As software developers, we spend significant effort understanding and building software to solve complex problems. Any piece of non-trivial software quickly becomes too big to comprehend as a single unit of code. We can only keep so many details in mind. So, how do we deal with our human limitations? In a single word, we use “abstraction,” of course! An abstraction substitutes a simpler, or generalized, idea for a more complex one. Abstractions reduce the number of details we need to keep in mind simultaneously.
We use abstractions at every level of software from functions, classes, libraries, and even large components. For example, a relational database certainly qualifies as a complex piece of code, but unless you are implementing an RDBMS, you can consider it more abstractly as a tool for storing and querying data.
Whether you are an experienced developer, or just starting out in the industry, it is good to remember the fundamental abstraction techniques we use to manage code complexity. Let’s review three of those techniques now.
Object-oriented languages support abstraction with base classes and interfaces that represent a generalization of more concrete subclasses. Inheritance forms an “is-a” relationship where we say, for example, a circle is-a shape.
Simply building a class hierarchy, or implementing an interface, does little to manage complexity on its own, though. The abstraction is effective when client code is able to use the base types without the need to be aware of the details of the concrete subclasses.
Microsoft’s ADO.NET classes for accessing relational databases is a good example of abstraction; these classes are found in the System.Data namespace. One of the base classes, DbConnection, represents an abstract connection to a database and has several subclasses for specific databases. Client code can use this and the other base classes to connect to a database without even knowing the specific database product being used.
Encapsulation helps manage complexity by placing complex code within simpler code. This allows us to hide some or even all of the details of the complex code. Object-oriented languages excel at encapsulation by allowing classes to contain members that can be primitive types, and more importantly, other objects. Similar to how inheritance forms an “is-a” relationship, we say encapsulation forms a “has-a” relationship.
Once again, we need to be careful that encapsulated ideas remain encapsulated by limiting what details the containing class exposes. The fewer details exposed, the more effective the encapsulation will be at managing complexity.

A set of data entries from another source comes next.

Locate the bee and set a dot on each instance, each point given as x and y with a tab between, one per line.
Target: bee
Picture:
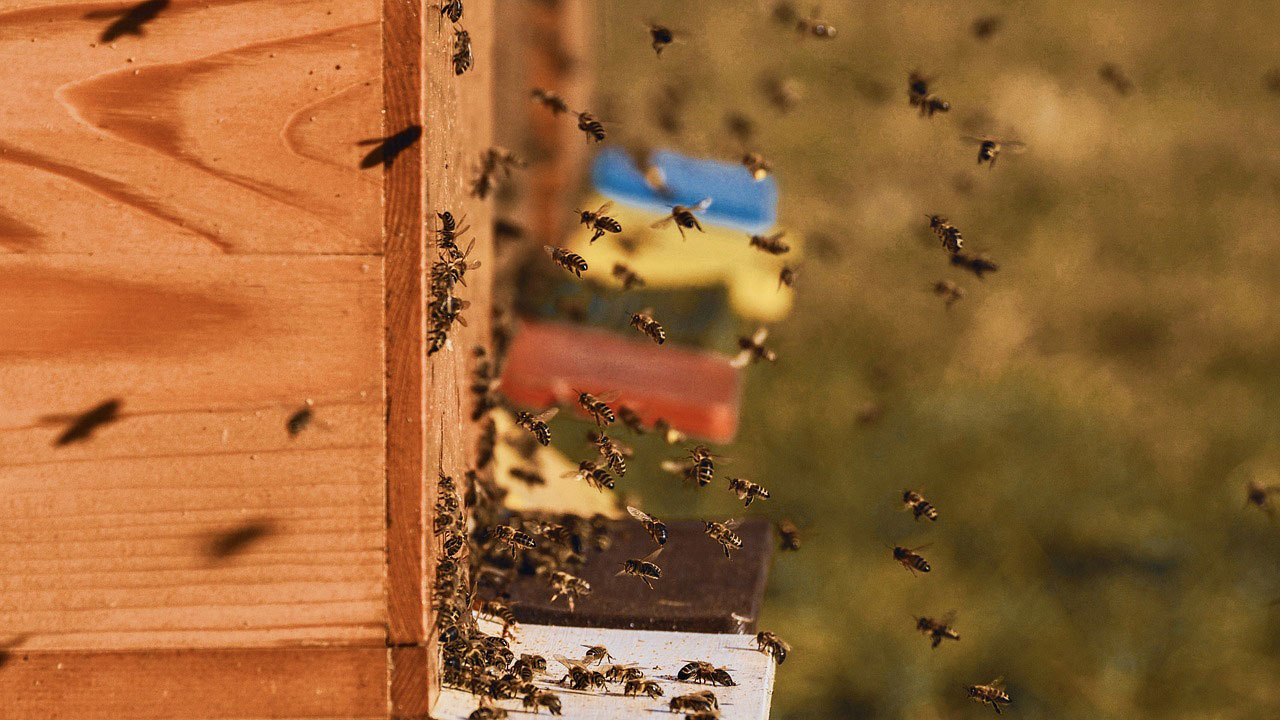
643	687
990	149
536	424
592	126
919	506
549	100
746	491
512	537
645	569
644	322
910	559
992	693
938	629
976	264
615	452
752	349
950	236
949	291
598	408
684	217
599	222
919	96
725	536
654	527
757	164
772	244
566	259
772	645
789	536
462	57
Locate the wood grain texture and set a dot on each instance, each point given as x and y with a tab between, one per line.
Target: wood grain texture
224	127
227	684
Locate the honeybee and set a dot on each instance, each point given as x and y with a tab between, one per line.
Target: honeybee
772	244
627	277
593	127
536	424
725	536
549	100
990	147
654	527
772	645
598	408
949	291
992	693
462	57
644	322
950	236
599	222
645	569
566	259
918	95
757	164
919	506
746	491
615	452
752	349
912	560
976	264
643	687
684	217
938	629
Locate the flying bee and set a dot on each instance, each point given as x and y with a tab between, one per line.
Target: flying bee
919	506
644	322
599	222
462	57
912	560
549	100
772	645
757	164
771	244
615	452
598	408
627	277
645	569
746	491
654	527
992	693
536	424
990	149
684	217
950	236
566	259
752	349
938	630
592	126
725	536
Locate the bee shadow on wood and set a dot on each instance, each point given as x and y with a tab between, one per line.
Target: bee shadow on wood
128	21
388	147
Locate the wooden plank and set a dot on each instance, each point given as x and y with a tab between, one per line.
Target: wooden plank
224	127
113	541
227	684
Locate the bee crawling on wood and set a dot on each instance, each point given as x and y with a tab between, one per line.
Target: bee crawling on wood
752	349
938	630
536	424
992	693
684	217
645	569
644	322
772	645
566	259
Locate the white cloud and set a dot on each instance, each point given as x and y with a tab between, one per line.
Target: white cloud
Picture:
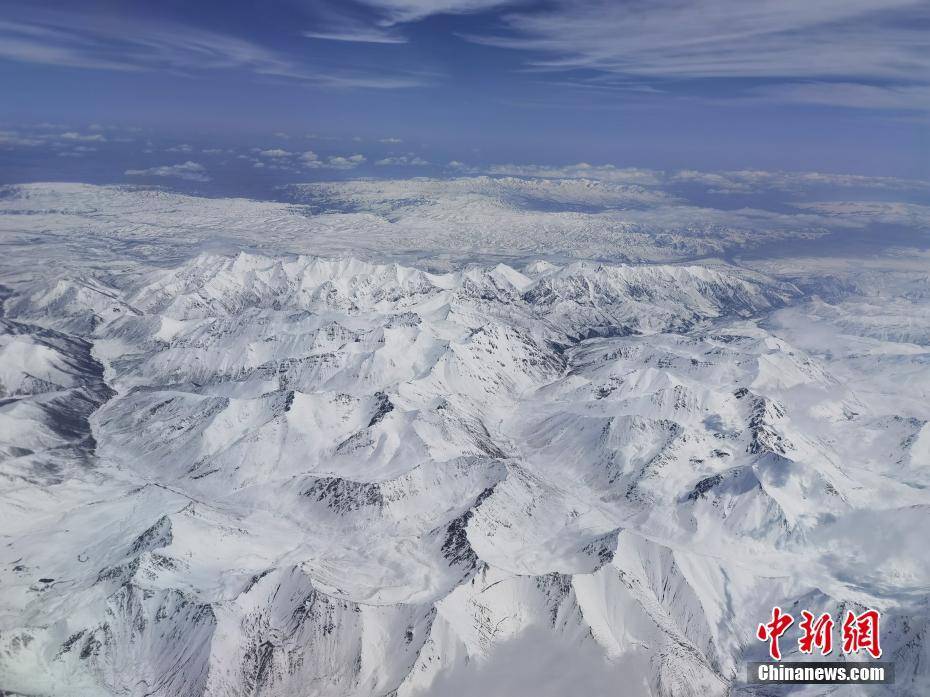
349	162
192	171
402	161
849	94
582	170
16	139
81	40
412	10
275	152
74	135
312	160
857	43
358	34
748	181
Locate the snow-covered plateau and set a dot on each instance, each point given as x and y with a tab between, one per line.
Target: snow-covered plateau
360	458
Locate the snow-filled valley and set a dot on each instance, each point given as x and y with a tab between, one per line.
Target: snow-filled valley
349	473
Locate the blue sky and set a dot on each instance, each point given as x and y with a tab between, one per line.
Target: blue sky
828	85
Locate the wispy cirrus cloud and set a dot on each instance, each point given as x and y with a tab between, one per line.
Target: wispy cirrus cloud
191	171
397	11
74	40
859	53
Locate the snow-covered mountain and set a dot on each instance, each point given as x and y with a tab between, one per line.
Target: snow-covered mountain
268	474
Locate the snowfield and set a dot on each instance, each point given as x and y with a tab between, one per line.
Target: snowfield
319	467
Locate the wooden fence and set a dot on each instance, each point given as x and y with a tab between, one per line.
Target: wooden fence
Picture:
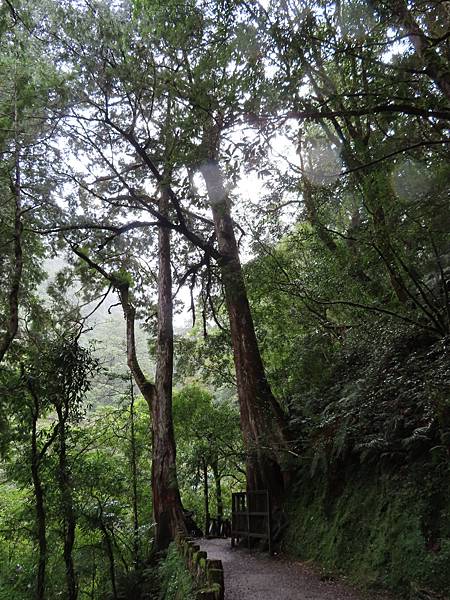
251	517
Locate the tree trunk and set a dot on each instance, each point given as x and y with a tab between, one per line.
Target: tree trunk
133	460
262	420
12	324
206	495
218	490
40	508
109	551
167	507
68	515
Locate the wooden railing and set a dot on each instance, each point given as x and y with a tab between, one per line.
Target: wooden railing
251	517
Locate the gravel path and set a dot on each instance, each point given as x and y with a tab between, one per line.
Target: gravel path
252	576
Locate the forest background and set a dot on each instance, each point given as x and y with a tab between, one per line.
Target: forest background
278	170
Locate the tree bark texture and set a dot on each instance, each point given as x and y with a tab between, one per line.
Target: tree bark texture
167	507
262	420
218	491
206	495
40	508
68	514
133	460
12	324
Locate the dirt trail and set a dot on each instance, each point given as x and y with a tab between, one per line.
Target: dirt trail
252	576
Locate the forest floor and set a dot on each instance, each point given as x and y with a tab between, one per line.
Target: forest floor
256	576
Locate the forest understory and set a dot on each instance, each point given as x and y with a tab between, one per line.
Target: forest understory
224	266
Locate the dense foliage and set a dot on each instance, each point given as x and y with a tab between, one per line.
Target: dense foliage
320	131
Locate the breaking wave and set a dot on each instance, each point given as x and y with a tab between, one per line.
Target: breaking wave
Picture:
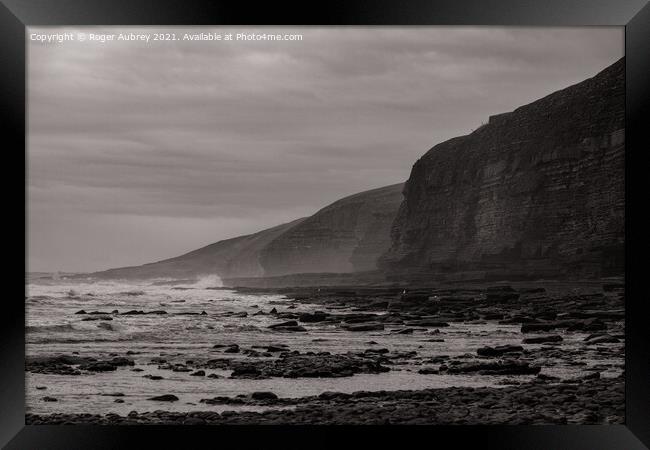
49	328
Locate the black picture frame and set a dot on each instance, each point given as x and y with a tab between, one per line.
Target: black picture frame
16	15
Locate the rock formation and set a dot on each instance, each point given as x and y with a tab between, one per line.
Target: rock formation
537	192
347	236
236	257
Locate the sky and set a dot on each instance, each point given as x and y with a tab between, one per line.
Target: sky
139	151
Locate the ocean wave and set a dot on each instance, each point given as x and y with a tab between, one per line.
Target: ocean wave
49	328
133	293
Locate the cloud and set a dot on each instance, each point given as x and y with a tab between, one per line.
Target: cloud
257	133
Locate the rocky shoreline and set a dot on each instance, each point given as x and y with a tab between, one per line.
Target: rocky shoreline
545	317
596	401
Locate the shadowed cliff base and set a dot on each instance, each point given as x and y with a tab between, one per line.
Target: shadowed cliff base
536	193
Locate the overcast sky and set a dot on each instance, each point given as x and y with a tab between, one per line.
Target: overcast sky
139	152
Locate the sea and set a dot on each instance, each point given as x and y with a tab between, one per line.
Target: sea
201	314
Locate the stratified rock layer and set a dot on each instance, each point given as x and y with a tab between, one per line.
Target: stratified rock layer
535	192
346	236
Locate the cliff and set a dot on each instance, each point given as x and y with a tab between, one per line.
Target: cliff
236	257
537	192
346	236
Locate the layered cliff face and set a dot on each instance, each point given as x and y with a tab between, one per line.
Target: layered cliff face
346	236
237	257
535	192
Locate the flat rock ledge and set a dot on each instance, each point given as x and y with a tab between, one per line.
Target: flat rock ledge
589	401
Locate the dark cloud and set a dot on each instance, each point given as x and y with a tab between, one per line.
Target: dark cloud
143	151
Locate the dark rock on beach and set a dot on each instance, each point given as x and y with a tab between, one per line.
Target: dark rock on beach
165	398
537	403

I used encapsulation in a recent project where I needed to implement a message bus that could both send and receive messages. The code to send a message is quite different than the code to receive a message. Instead of implementing both in a single class, I implemented sending and receiving in two separate classes. A third class then encapsulated both to provide a simple message bus API. This made it easier to understand and implement the two aspects of the message bus.
Composition manages complexity by composing functions together, where the output of one function serves as the input to another. Composition manages complexity by letting us think about each function in the composition separately and individually. When functions are composed together, we can think about the new function they form instead of the many individual functions in the composition.
Functional programming languages, and languages that contain features such as lambda expressions, naturally support composition very well. We often think of these languages first, but any procedural programming language, where a function can call another function, is an example of composition.
A great example of function composition that I’ve used quite a bit recently is found in Microsoft’s System.Linq namespace. These functions operate on IEnumerable<T> (which itself is an abstraction!) to filter, sort, map and otherwise process a collection of items. It is easy to compose these relatively simple individual functions to create more complex functions.
Benefits of Abstraction
There are many benefits to using these techniques effectively. Abstraction helps maintain a “separation of concerns,” where code is more loosely coupled and easier to test. In fact, we can state this from the opposite point of view. Code that is easily unit tested is code that makes use of inheritance, encapsulation, and function composition. Specifically:
- We can mock and verify how code interacts with interfaces.
- We can test encapsulated objects and concrete subclasses individually.
- We can test composed functions separately.
These fundamental abstraction techniques are necessary for software development. They promote readable and maintainable code. They allow us to better understand, reason about, and discuss complex software systems in a team environment.